I’m not sure which child has it better, the bubble wrapped child or the child raised by wolves. Having a healthy balance is best for everyone. Yes it is OK to have some “me” time with the caveat that even when taking time to nourish your adult side you are still responsible for your child. And it is good to allow the child to develop coping strategies for disappointment. Remember not every child is a gifted artist, not every child is a star quarterback. It is OK to be average in some subjects as long as the child is doing their personal best and putting effort into the work. Being responsible for the welfare of the child does not mean having training wheels on the bicycle until the age of 12! Being an advocate for your child does not mean their team always has to win, they must get 1st place in the science fair, have the lead in the school play, or be the most popular student in the school – especially if it is achieved through your personal intervention in their life!! As for the child that is left to their own devices, if they survive, they will probably be that kid that spends almost every day at your house looking for structure, security and a sense of belonging. If you become that substitute parent, they just might stay in school and out of jail.

OK. I’m done. We return to the regularly scheduled program…

17 thoughts on “Looking at the Decision

  1. Very well said. Shall I ponder to think back? Could I have done anything different? Since our kids turned out fairly stable I’ll skip this exercise. πŸ™‚


    1. I think I did OK. Both of mine are employed, living on their own, and never in jail – and they are civically responsible (mow their grass and vote)! So I’m happy with my efforts.


  2. Your very right. When BIL who was 16 was up for two weeks I was hardly on my phone except to make calls or texts for my job until after he went to bed or before he got up. I had more of an issue with him wanting to be constantly on his phone.
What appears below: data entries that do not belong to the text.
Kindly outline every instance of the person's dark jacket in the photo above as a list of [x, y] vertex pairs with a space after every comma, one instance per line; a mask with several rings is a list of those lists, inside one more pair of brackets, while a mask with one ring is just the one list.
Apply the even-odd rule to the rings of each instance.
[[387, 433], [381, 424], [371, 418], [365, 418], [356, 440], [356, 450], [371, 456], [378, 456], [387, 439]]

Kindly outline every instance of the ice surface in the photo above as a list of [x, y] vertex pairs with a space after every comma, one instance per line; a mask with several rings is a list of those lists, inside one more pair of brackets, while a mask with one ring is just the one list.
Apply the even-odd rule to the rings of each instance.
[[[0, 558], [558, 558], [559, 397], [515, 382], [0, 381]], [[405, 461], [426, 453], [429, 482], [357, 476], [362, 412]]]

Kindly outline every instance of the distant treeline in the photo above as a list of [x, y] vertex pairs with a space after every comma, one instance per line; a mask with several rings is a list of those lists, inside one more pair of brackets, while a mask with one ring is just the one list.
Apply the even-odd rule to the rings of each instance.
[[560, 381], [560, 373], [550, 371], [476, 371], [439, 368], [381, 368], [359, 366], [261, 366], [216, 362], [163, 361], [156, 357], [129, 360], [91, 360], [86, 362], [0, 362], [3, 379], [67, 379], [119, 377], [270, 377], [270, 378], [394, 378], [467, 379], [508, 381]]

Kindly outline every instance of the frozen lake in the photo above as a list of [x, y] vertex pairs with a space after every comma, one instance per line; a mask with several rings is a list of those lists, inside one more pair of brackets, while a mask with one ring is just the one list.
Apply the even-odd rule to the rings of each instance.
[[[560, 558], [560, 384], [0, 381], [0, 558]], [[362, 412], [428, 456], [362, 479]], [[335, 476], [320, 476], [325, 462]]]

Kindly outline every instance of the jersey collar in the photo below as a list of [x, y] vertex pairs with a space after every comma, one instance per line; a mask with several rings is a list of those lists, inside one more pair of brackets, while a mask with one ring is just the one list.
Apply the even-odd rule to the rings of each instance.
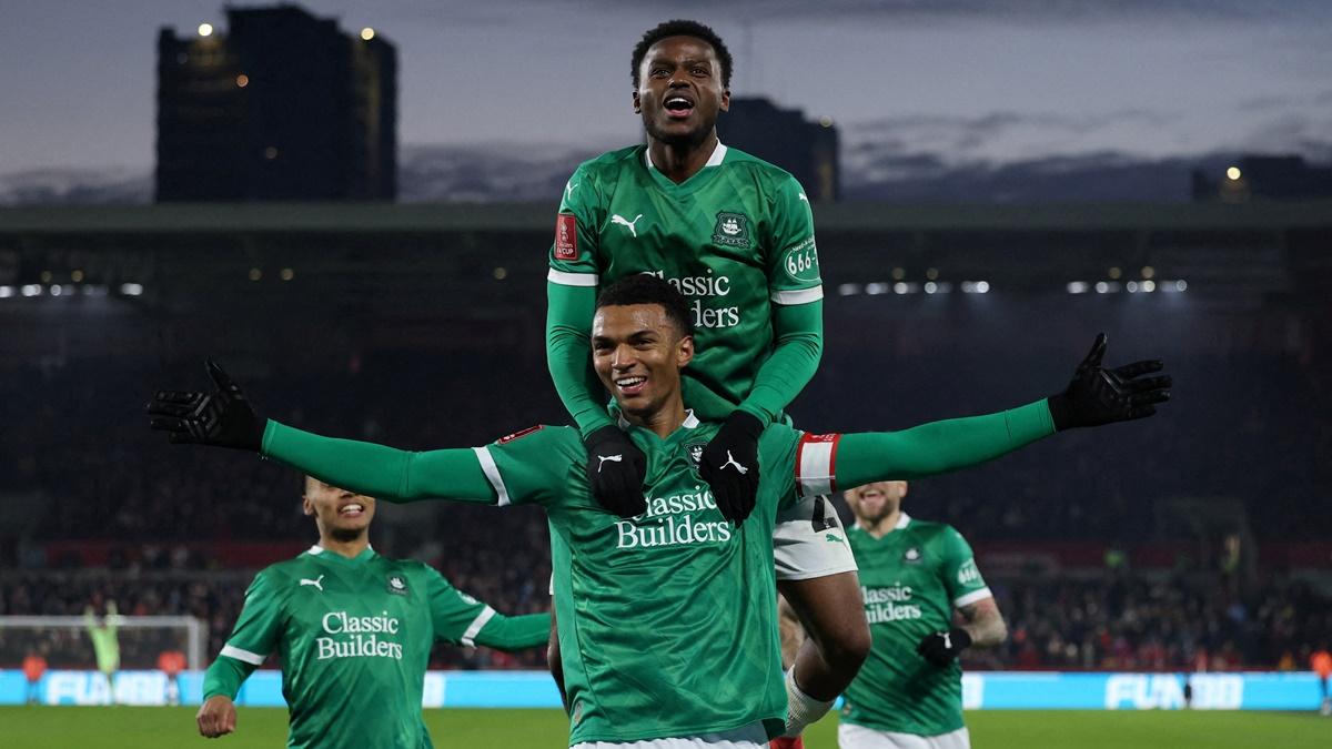
[[[713, 155], [707, 157], [707, 164], [703, 164], [703, 168], [706, 169], [709, 167], [721, 167], [723, 159], [726, 159], [726, 144], [723, 144], [718, 139], [717, 148], [713, 149]], [[645, 148], [643, 149], [643, 164], [646, 164], [647, 168], [651, 169], [653, 172], [658, 172], [659, 171], [659, 169], [657, 169], [657, 164], [653, 164], [653, 149], [651, 148]]]
[[374, 546], [366, 544], [365, 549], [360, 554], [356, 554], [352, 558], [346, 558], [342, 554], [330, 553], [328, 549], [325, 549], [324, 546], [321, 546], [318, 544], [314, 544], [313, 546], [310, 546], [309, 549], [306, 549], [305, 553], [310, 554], [312, 557], [320, 557], [320, 558], [325, 558], [325, 560], [340, 560], [340, 561], [345, 561], [345, 562], [361, 562], [361, 561], [365, 561], [365, 560], [368, 560], [368, 558], [370, 558], [370, 557], [374, 556]]

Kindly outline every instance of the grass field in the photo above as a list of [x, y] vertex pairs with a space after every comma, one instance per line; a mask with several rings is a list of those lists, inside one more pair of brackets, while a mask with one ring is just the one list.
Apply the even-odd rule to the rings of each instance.
[[[438, 749], [563, 749], [558, 710], [426, 710]], [[1229, 749], [1332, 746], [1332, 718], [1312, 713], [980, 712], [967, 716], [976, 749]], [[282, 746], [286, 710], [242, 709], [237, 732], [208, 742], [193, 708], [0, 708], [7, 749], [177, 749]], [[836, 746], [836, 717], [806, 733], [810, 749]]]

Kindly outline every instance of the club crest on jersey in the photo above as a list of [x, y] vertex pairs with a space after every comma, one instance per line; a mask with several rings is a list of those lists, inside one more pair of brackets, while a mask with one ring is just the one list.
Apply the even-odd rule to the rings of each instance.
[[722, 211], [717, 215], [713, 241], [723, 247], [749, 247], [749, 219], [743, 213]]
[[689, 465], [698, 468], [698, 461], [703, 460], [703, 448], [706, 446], [707, 441], [685, 445], [685, 456], [689, 457]]

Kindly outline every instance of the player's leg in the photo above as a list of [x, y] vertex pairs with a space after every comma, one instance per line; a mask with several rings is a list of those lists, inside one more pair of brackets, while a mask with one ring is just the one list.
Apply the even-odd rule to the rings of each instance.
[[789, 734], [827, 712], [870, 652], [855, 557], [842, 522], [823, 497], [778, 517], [773, 532], [778, 590], [807, 637], [787, 674]]

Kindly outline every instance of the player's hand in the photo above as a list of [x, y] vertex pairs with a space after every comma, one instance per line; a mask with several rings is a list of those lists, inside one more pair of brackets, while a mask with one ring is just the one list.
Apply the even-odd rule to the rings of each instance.
[[602, 426], [583, 440], [587, 446], [587, 482], [597, 502], [619, 517], [647, 512], [643, 478], [647, 457], [619, 426]]
[[198, 706], [194, 716], [200, 736], [217, 738], [236, 730], [236, 704], [225, 694], [213, 694]]
[[698, 474], [713, 488], [722, 517], [743, 522], [754, 512], [758, 496], [758, 438], [763, 422], [734, 410], [698, 458]]
[[148, 425], [166, 432], [173, 445], [196, 444], [258, 452], [264, 426], [245, 393], [216, 361], [206, 363], [216, 390], [157, 390], [148, 413]]
[[1156, 413], [1155, 404], [1169, 400], [1169, 374], [1147, 377], [1162, 371], [1159, 359], [1107, 369], [1100, 364], [1104, 356], [1106, 333], [1100, 333], [1068, 389], [1050, 397], [1056, 430], [1143, 418]]
[[936, 666], [951, 664], [963, 650], [971, 646], [971, 634], [960, 626], [947, 632], [931, 632], [916, 645], [916, 653]]

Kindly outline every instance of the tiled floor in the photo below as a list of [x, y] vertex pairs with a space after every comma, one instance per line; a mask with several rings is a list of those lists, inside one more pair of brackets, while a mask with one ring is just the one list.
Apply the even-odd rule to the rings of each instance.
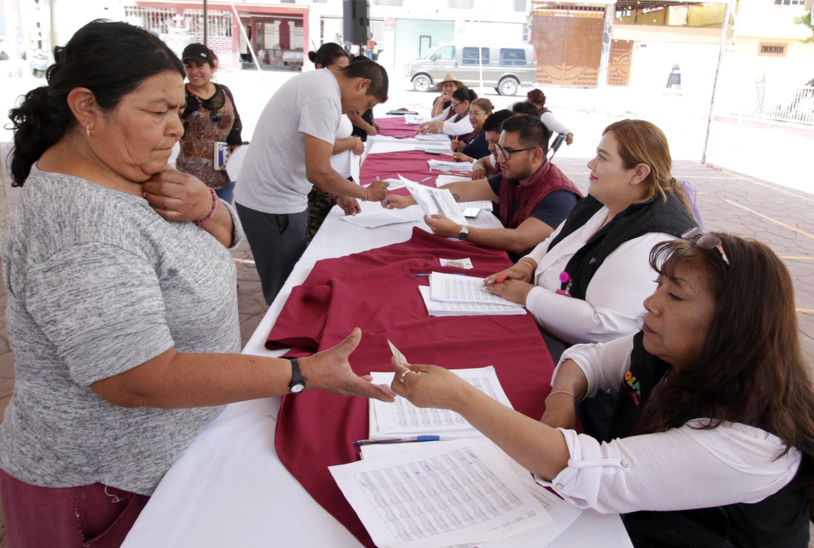
[[[564, 159], [557, 164], [572, 180], [586, 181], [586, 161]], [[804, 310], [798, 316], [803, 351], [809, 363], [814, 365], [814, 195], [698, 162], [676, 162], [673, 173], [680, 180], [689, 181], [698, 191], [698, 208], [707, 230], [753, 236], [785, 258], [794, 280], [797, 306]], [[20, 192], [20, 189], [9, 189], [12, 208]], [[238, 259], [252, 258], [246, 242], [234, 255]], [[267, 307], [253, 266], [239, 264], [238, 280], [240, 330], [245, 344]], [[5, 287], [0, 287], [0, 416], [14, 387], [14, 356], [6, 332], [6, 302]], [[6, 546], [4, 537], [0, 512], [0, 548]], [[814, 543], [809, 546], [814, 547]]]

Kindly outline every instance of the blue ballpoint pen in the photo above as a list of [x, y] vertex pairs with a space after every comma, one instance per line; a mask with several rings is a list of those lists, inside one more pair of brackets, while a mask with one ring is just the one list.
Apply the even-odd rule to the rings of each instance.
[[358, 440], [354, 445], [374, 445], [382, 443], [411, 443], [415, 441], [440, 441], [440, 436], [414, 436], [413, 437], [385, 437], [381, 440]]

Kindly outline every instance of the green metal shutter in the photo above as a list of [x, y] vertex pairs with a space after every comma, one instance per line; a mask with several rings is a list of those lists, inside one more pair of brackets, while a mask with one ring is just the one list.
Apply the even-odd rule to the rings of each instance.
[[[427, 19], [396, 20], [396, 51], [393, 69], [404, 74], [405, 64], [418, 59], [421, 37], [430, 37], [431, 47], [455, 39], [455, 21], [434, 21]], [[425, 45], [427, 40], [425, 38]], [[422, 53], [426, 53], [425, 47]]]

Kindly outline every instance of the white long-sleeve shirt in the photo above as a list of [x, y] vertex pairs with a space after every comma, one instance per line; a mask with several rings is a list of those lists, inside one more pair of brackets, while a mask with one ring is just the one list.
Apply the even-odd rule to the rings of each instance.
[[444, 129], [443, 133], [447, 135], [451, 135], [455, 137], [457, 135], [466, 135], [466, 134], [470, 134], [475, 129], [472, 127], [472, 123], [469, 121], [469, 116], [466, 115], [457, 122], [453, 122], [455, 120], [455, 115], [453, 113], [453, 117], [447, 120], [447, 116], [449, 116], [449, 112], [453, 110], [452, 106], [444, 108], [441, 111], [441, 113], [437, 116], [431, 118], [431, 120], [444, 121]]
[[[606, 344], [580, 344], [572, 359], [588, 378], [588, 396], [618, 388], [630, 367], [633, 335]], [[554, 381], [552, 380], [552, 385]], [[797, 473], [802, 453], [773, 434], [739, 423], [711, 430], [689, 421], [663, 432], [600, 443], [558, 428], [568, 446], [568, 465], [551, 481], [537, 479], [580, 508], [602, 513], [670, 511], [754, 503], [774, 494]]]
[[676, 237], [651, 232], [628, 240], [610, 253], [597, 269], [585, 290], [585, 299], [558, 295], [559, 275], [608, 216], [603, 207], [581, 227], [546, 252], [551, 239], [565, 221], [527, 256], [537, 262], [537, 287], [526, 297], [527, 309], [542, 327], [569, 343], [603, 342], [635, 333], [638, 317], [645, 313], [645, 298], [656, 288], [656, 273], [650, 252], [657, 243]]

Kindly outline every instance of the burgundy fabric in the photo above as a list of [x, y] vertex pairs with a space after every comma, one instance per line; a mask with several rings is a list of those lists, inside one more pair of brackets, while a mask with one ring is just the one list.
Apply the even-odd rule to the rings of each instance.
[[[501, 222], [506, 228], [517, 228], [523, 221], [532, 217], [532, 213], [545, 196], [554, 191], [562, 189], [571, 191], [582, 198], [580, 189], [560, 171], [559, 168], [549, 161], [540, 166], [524, 185], [504, 177], [501, 181]], [[518, 199], [519, 207], [513, 215], [512, 208], [515, 199]]]
[[9, 548], [120, 546], [150, 500], [99, 483], [39, 487], [2, 470], [0, 493]]
[[377, 118], [376, 123], [379, 124], [379, 134], [387, 137], [414, 137], [418, 127], [405, 124], [404, 116]]
[[[362, 340], [350, 362], [359, 375], [392, 370], [389, 339], [412, 363], [449, 368], [493, 365], [514, 409], [542, 416], [554, 366], [534, 318], [524, 316], [431, 318], [414, 274], [458, 271], [438, 258], [470, 257], [468, 275], [486, 276], [511, 265], [503, 251], [414, 229], [400, 243], [319, 261], [291, 291], [266, 347], [294, 347], [303, 356], [333, 346], [359, 327]], [[368, 436], [368, 401], [305, 392], [283, 398], [275, 445], [283, 465], [326, 510], [363, 544], [373, 543], [327, 467], [354, 462], [354, 440]]]

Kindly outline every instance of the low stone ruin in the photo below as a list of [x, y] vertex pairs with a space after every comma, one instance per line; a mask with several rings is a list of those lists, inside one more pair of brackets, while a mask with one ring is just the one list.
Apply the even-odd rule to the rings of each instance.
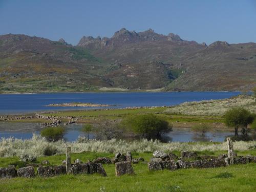
[[165, 153], [157, 151], [154, 152], [151, 161], [147, 163], [150, 170], [176, 170], [187, 168], [214, 168], [228, 166], [232, 164], [246, 164], [256, 162], [256, 157], [248, 155], [237, 157], [233, 151], [233, 145], [230, 138], [227, 138], [228, 154], [222, 154], [219, 157], [204, 155], [199, 156], [196, 152], [181, 152], [180, 159], [174, 154]]
[[115, 164], [116, 176], [121, 176], [124, 174], [133, 175], [134, 171], [131, 161], [123, 161]]

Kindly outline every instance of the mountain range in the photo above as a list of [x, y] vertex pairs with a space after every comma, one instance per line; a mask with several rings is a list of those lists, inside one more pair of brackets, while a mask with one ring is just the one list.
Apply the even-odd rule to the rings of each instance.
[[0, 35], [0, 91], [250, 90], [256, 44], [210, 45], [173, 33], [124, 28], [76, 46], [25, 35]]

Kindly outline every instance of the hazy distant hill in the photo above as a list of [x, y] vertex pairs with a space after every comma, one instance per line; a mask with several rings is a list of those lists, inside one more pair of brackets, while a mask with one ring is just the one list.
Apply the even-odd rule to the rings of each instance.
[[100, 87], [165, 90], [250, 90], [256, 44], [206, 46], [151, 29], [122, 29], [76, 46], [24, 35], [0, 36], [0, 90], [85, 91]]

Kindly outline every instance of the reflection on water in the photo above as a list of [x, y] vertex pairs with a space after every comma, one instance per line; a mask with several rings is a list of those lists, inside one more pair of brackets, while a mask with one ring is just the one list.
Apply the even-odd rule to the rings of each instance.
[[[87, 133], [81, 131], [82, 124], [74, 123], [66, 127], [67, 132], [64, 136], [68, 141], [74, 141], [79, 136], [87, 137]], [[32, 138], [33, 133], [40, 134], [43, 128], [36, 123], [11, 123], [0, 122], [0, 137], [13, 137], [17, 139], [27, 139]], [[189, 141], [224, 141], [228, 136], [233, 135], [232, 132], [208, 132], [204, 136], [196, 135], [188, 128], [173, 128], [173, 131], [165, 134], [163, 137], [164, 142], [189, 142]], [[95, 138], [93, 133], [89, 134], [90, 139]]]

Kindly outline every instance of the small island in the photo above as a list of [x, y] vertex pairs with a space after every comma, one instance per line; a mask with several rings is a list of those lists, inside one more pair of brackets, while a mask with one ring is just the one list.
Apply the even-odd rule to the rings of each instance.
[[91, 103], [72, 102], [59, 104], [49, 104], [47, 106], [114, 106], [116, 105]]

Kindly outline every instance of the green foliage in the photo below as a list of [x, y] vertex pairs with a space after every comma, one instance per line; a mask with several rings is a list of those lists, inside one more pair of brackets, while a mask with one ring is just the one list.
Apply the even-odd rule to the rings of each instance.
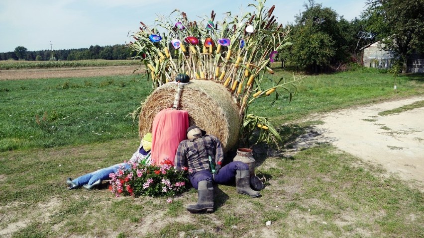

  3. Structure, oversight, and protection from dangers must be balanced with the freedom to experience, learn, and grow. I don’t have kids and I don’t envy parents who struggle to find that middle ground. Nice post, Muri. πŸ™‚


  4. Our son never wanted for structure, even if we occasionally erred on the side of strictness (20/20 hindsight: Skipping stones onto a pond was NOWHERE NEAR “violent behaviour”, from our 5-year-old.) Fast forward to 2010 and we hosted four homeless teens/young adults in our home, as my wife was bed-ridden. She felt good having extra people around. They appreciated the structure and security.


  5. I agree, I think the kids raised with parents on either extreme suffer from it. The best way is to try to take the middle road, taking care of the kids but not over-protecting them or letting them think they are the center of the universe. (It amazes me how many parents don’t teach their kids to be considerate of other people these days, and how many parents ignore their kids during family meal time while they stare at their cell phones.) Balance is the key!